Compilation album by Snap!
- Released: 8 September 2003
- Recorded: 1990–2003
- Genre: Electronica, house, eurodance
- Length: 73.08
- Label: Bookmark (SPV)

Snap! chronology
| Snap! Attack: The Best Of Snap! Remixes & All (1997) | The Cult of Snap! (2003) | The Power: Greatest Hits (2009) |

= The Cult of Snap! =

The Cult of Snap! is a compilation album from German Eurodance group Snap!.

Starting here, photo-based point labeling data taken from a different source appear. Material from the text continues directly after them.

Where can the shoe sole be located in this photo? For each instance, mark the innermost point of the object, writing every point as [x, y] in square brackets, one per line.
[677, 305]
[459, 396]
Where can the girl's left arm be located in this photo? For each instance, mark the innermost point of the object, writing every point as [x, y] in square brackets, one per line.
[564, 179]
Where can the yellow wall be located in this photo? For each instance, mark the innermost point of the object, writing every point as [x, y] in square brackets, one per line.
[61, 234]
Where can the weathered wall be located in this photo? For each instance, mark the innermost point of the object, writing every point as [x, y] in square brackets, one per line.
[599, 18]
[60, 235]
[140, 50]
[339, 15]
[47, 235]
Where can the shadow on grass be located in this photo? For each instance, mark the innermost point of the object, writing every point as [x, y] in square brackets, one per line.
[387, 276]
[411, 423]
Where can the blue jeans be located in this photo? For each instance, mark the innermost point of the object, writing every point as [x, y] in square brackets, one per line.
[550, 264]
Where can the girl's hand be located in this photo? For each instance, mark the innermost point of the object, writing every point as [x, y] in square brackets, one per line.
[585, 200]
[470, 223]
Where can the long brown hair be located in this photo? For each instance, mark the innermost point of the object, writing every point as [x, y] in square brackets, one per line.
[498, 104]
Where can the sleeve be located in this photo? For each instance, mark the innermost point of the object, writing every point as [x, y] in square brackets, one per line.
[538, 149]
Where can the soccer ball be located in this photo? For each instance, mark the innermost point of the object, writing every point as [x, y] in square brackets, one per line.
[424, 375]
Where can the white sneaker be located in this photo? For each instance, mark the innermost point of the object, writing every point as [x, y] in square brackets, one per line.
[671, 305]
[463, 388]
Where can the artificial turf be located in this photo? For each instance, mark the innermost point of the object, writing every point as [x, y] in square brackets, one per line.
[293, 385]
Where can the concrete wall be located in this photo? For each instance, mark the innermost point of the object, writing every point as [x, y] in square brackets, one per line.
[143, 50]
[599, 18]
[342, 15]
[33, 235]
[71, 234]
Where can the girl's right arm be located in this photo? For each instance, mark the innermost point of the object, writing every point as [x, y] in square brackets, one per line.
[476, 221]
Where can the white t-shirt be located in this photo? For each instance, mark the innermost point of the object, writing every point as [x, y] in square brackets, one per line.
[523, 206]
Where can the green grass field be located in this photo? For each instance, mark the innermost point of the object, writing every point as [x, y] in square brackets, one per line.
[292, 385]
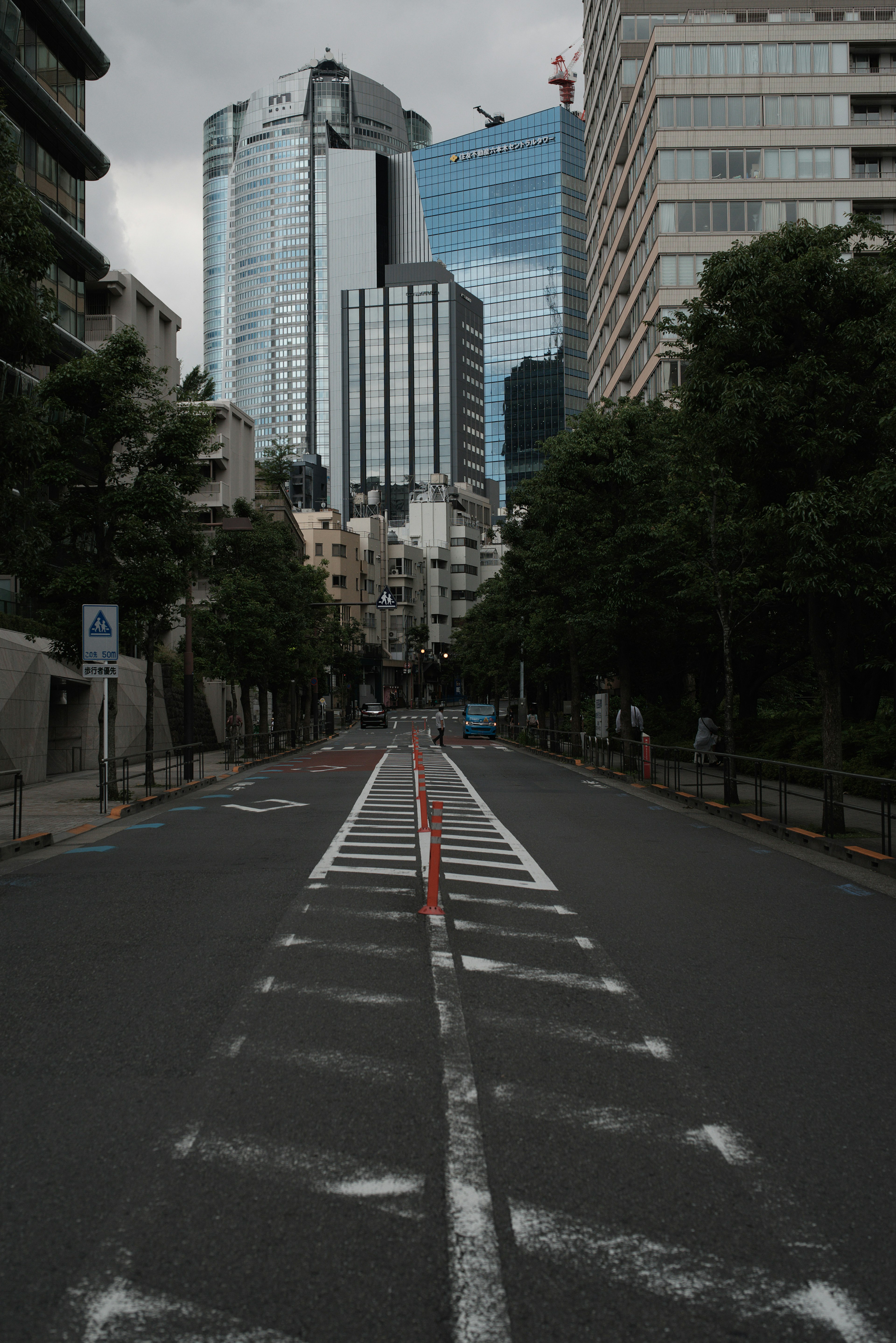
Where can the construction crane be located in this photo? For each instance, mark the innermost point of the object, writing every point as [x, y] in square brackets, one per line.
[492, 119]
[564, 77]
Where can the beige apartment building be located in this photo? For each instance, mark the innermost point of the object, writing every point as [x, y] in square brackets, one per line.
[706, 128]
[122, 300]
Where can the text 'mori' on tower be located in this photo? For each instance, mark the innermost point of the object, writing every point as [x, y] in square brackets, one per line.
[293, 215]
[706, 128]
[504, 211]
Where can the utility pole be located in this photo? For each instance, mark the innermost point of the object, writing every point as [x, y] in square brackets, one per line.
[189, 687]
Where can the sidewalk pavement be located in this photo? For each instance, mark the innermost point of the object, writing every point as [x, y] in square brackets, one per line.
[66, 802]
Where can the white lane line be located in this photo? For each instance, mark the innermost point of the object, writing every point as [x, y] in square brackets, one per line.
[109, 1307]
[495, 931]
[479, 1303]
[541, 880]
[354, 997]
[510, 904]
[351, 949]
[327, 861]
[577, 1035]
[553, 1108]
[543, 977]
[326, 1173]
[675, 1272]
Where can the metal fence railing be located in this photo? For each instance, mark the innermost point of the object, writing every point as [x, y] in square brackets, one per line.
[178, 766]
[778, 786]
[260, 746]
[18, 788]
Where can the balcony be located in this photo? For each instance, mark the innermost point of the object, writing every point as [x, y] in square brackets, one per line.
[100, 327]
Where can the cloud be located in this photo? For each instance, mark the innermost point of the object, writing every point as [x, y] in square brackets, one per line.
[175, 62]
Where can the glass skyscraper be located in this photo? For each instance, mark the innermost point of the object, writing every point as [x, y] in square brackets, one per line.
[285, 211]
[506, 213]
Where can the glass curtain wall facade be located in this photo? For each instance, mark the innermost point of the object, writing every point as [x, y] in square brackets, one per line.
[506, 213]
[221, 135]
[399, 389]
[266, 242]
[706, 128]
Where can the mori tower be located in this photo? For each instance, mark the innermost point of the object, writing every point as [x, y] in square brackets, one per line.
[291, 222]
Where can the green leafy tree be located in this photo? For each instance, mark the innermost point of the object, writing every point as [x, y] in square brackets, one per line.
[198, 386]
[792, 370]
[28, 313]
[113, 502]
[588, 547]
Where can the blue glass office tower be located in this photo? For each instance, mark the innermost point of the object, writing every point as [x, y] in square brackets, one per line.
[506, 213]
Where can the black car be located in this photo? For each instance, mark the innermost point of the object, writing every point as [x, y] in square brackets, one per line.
[374, 716]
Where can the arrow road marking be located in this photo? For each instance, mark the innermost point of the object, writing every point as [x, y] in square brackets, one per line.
[281, 806]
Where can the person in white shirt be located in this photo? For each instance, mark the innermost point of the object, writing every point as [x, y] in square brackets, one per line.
[707, 738]
[637, 722]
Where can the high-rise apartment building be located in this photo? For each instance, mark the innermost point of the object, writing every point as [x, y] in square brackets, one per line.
[413, 391]
[292, 217]
[504, 211]
[46, 60]
[706, 128]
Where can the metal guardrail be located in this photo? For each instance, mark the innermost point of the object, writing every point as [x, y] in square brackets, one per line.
[178, 769]
[18, 789]
[774, 782]
[260, 746]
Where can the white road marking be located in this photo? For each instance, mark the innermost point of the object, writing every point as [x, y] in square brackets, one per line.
[350, 949]
[327, 1173]
[510, 904]
[678, 1274]
[479, 1305]
[543, 977]
[577, 1035]
[733, 1147]
[113, 1310]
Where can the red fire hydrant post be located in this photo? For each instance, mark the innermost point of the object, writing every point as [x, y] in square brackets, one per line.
[432, 906]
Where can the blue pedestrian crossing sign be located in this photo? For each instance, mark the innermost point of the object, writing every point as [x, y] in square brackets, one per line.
[100, 633]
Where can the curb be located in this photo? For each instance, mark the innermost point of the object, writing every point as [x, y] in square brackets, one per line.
[120, 813]
[854, 855]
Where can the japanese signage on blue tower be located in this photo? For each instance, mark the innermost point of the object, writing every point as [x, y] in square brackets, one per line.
[100, 633]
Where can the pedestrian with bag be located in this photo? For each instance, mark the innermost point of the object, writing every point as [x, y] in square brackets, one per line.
[706, 739]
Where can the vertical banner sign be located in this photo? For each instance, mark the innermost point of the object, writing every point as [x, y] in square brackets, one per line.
[100, 640]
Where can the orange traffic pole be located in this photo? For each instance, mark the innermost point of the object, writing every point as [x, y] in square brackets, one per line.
[432, 906]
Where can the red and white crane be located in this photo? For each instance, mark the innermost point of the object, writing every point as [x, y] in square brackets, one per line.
[564, 76]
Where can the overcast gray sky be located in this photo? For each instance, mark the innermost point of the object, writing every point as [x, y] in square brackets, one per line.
[174, 62]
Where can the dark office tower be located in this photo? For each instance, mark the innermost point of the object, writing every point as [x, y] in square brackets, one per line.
[295, 215]
[506, 213]
[412, 386]
[46, 58]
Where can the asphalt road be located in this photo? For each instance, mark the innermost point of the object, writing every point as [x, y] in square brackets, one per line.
[639, 1084]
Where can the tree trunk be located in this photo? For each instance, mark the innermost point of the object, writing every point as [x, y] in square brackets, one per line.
[111, 745]
[150, 650]
[827, 656]
[575, 683]
[246, 704]
[625, 706]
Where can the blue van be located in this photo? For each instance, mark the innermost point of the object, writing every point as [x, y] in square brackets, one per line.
[480, 722]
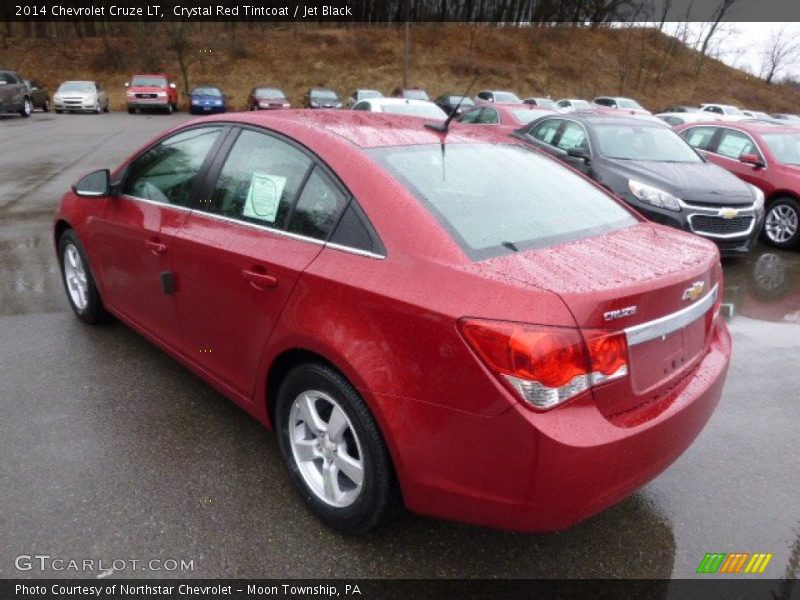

Following Plaything's remixed version of their single "Do You See The Light" in 2002, Snap! re-worked and re-mixed their singles with various artists', leading the release of the album, "The Cult of Snap!" in 2003. Three additional singles were released; "Rhythm Is a Dancer (2003)", "The Power (Of Bhangra)" and "Ooops Up (2003)" and all charted in Germany.

The album peaked at #5 in Norway.

==Reviews==
Andy Kellman of AllMusic gave the album 3 out of 5 stars, saying; "Unless you haven't been paying attention (which would be understandable), you know that Snap!'s core hits -- "The Power," "Rhythm Is a Dancer," "Ooops Up!," "Mary Had a Little Boy"—have been run through just about every kind of club remix you can imagine. Downtempo, bhangra, trance, filter house, and several other stylistic trends from the past decade have had their way with Snap!, and the results are of interest only to those who really love the group. This German release collects well over a dozen of those remixes and adds a bonus disc containing the original versions, doubling as a greatest-hits set."

Professional ratings
Review scores
| Source | Rating |
| AllMusic |  |

==Track listing==
1. "The Power Of Bhangra" Snap! vs. Motivo 	(3:25)
2. "Ooops Up" Snap! vs. DJ Tomekk	(3:32)
3. "Mary Had a Little Boy" Snap! vs. Milky & 2NF	(3:24)
4. "The World in My Hands"Snap! vs. Fu-Tourist	(4:33)
5. "Exterminate" Snap! vs. Naidoo	(4:19)
6. "Colour of Love" Snap! vs. Chris Zippel	(6:58)
7. "Cult of Snap" Snap! vs. Roy Malone	(5:38)
8. "Rhythm Is A Dancer (2003)" Snap! vs. CJ Stone	(3:18)
9. "When You're Near" Snap! vs. Twin	(4:40)
10. "Do You See The Light?" Snap! vs. Plaything	(4:28)
11. "Rame" Snap! vs. Ron Van Kroonenburg	(4:43)
12. "Green Grass Grows" Snap! vs. Martin Eyerer	(4:11)
13. "The First the Last Eternity (Till the End)" Snap! vs. Tom Novy	(4:02)
14. "Welcome To Tomorrow" Snap! vs. Fragma	(3:44)
15. "Angel (Rays Of Love)" Snap!		(6:21)

- Bonus disc (The Originals)
16. "Rhythm Is A Dancer" (Video Version) 	(3:42)
17. "The Power" (7" Version)	(3:47)
18. "Mary Had A Little Boy"	(3:41)
19. "Ooops Up"	(4:01)
20. "Cult Of Snap"	(3:59)
21. "Colour Of Love" (Massive Version)	(4:11)
22. "Exterminate"	(4:16)
23. "Do You See The Light? (Looking For)" (Radio Edit)	(4:10)
24. "The First the Last Eternity (Till the End)"	(3:53)
25. "Believe The Hype"	(4:49)
26. "The Power" (Jungle Fever Remix '90) (6:01)

==Charts==

| Chart (2003) | Peak position |
|---|---|
| Austrian Albums (Ö3 Austria) | 59 |
| Danish Albums (Hitlisten) | 23 |
| German Albums (Offizielle Top 100) | 43 |
| Norwegian Albums (VG-lista) | 5 |
| Swedish Albums (Sverigetopplistan) | 47 |
| Swiss Albums (Schweizer Hitparade) | 26 |

==Notes==
- The album was released in 2003 as 'The Cult Of Snap!' in Germany / Sweden / Netherlands / Taiwan and Japan. However, the Japanese version does not include the second CD with the singles versions.
- The album was released in 2004 in Canada and omits the second CD.
- The album was released in 2004 in the US. The album was renamed 'Original Hits & Remixes' with a different artwork.